The instruction data used for fine-tuning is synthesized from a variety of sources, including code snippets from GitHub and open-source instruction datasets. A multilingual multi-agent collaborative framework is employed to generate high-quality, multilingual instruction data, where specialized agents for different programming languages engage in collaborative discussions to enhance their capabilities. The quality of the instruction data is rigorously evaluated using a checklist-based scoring system that assesses factors such as consistency, relevance, difficulty, and code correctness.
To ensure the correctness of the generated code, a multilingual sandbox is utilized for code verification. This sandbox supports static checking and dynamic execution of code snippets across multiple programming languages, including Python, Java, and C++. The sandbox is composed of several modules: a language support module that provides parsing and execution environments for different languages, a unit test generator that creates test cases based on sample code, and a code execution engine that runs the tests in isolated environments.

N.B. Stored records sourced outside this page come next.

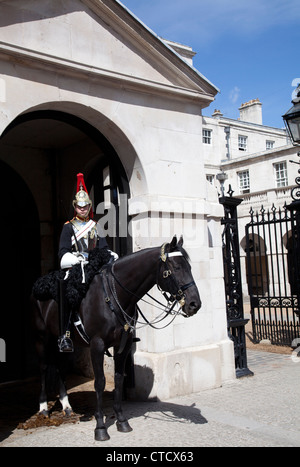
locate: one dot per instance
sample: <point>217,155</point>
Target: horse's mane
<point>145,251</point>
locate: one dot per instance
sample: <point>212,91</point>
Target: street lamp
<point>292,119</point>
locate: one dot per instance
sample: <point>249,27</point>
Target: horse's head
<point>175,277</point>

This verification process is critical for filtering out low-quality data and ensuring the model learns to generate correct and reliable code.

Experiment
- Evaluated data mixture ratios for Code, Math, and Text; found 70% Code, 20% Text, 10% Math (7:2:1) optimal, achieving superior performance despite lower code proportion, with final dataset totaling 5.2 trillion tokens.
- On HumanEval and MBPP benchmarks, Qwen2.5-Coder-7B achieved state-of-the-art results among open-source models of similar size, outperforming larger models like DS-Coder-33B across all metrics.
- On BigCodeBench-Complete, Qwen2.5-Coder demonstrated strong generalization, achieving top performance on both full and hard subsets, indicating robust out-of-distribution capability.
- On MultiPL-E, Qwen2.5-Coder achieved state-of-the-art results across eight programming languages, scoring over 60% in five languages.
- On code completion benchmarks (HumanEval-FIM, CrossCodeEval, CrossCodeLongEval, RepoEval, SAFIM), Qwen2.5-Coder-32B achieved state-of-the-art performance, with significant improvements over comparable models and strong results even at smaller sizes (e.g., Qwen2.5-Coder-7B matching 33B models).
- On CRUXEval, Qwen2.5-Coder-7B-Instruct achieved 65.8% and 65.9% accuracy on Input-CoT and Output-CoT tasks, outperforming larger models and demonstrating strong code reasoning.
- On math benchmarks (MATH, GSM8K, MMLU-STEM, TheoremQA), Qwen2.5-Coder showed strong performance, attributed to balanced training data and strong base model foundation.
- On general natural language benchmarks (MMLU, ARC-Challenge, TruthfulQA, WinoGrande, HellaSwag), Qwen2.5-Coder maintained strong performance, validating effective retention of general capabilities.
- On LiveCodeBench, Qwen2.5-Coder-7B-Instruct achieved 37.6% Pass@1, surpassing models with similar and larger sizes, and Qwen2.5-Coder-32B-Instruct reached 31.4%, matching many closed-source APIs.
- On McEval and MdEval, Qwen2.5-Coder-32B-Instruct achieved top performance across 40 and 18 languages, respectively, outperforming or matching larger models.
- On CodeEditorBench, Qwen2.5-Coder-32B-Instruct achieved a win rate of 86.2%, comparable to DS-Coder-V2-Instruct (236B parameters), demonstrating strong code editing capability.
- On TableBench, Qwen2.5-Coder-32B-Instruct achieved 45.1 score under TCoT setting, the best among evaluated models.
- Human preference alignment evaluation (CodeArena) showed Qwen2.5-Coder-32B-Instruct outperformed other open-source models in alignment with human preferences.
The authors use the table to compare the performance of various code completion models across different parameter sizes. Results show that Qwen2.5-Coder models consistently outperform other models of similar size, with Qwen2.5-Coder-32B achieving the highest scores in the 20B+ category, demonstrating strong performance in both chunk and function completion tasks.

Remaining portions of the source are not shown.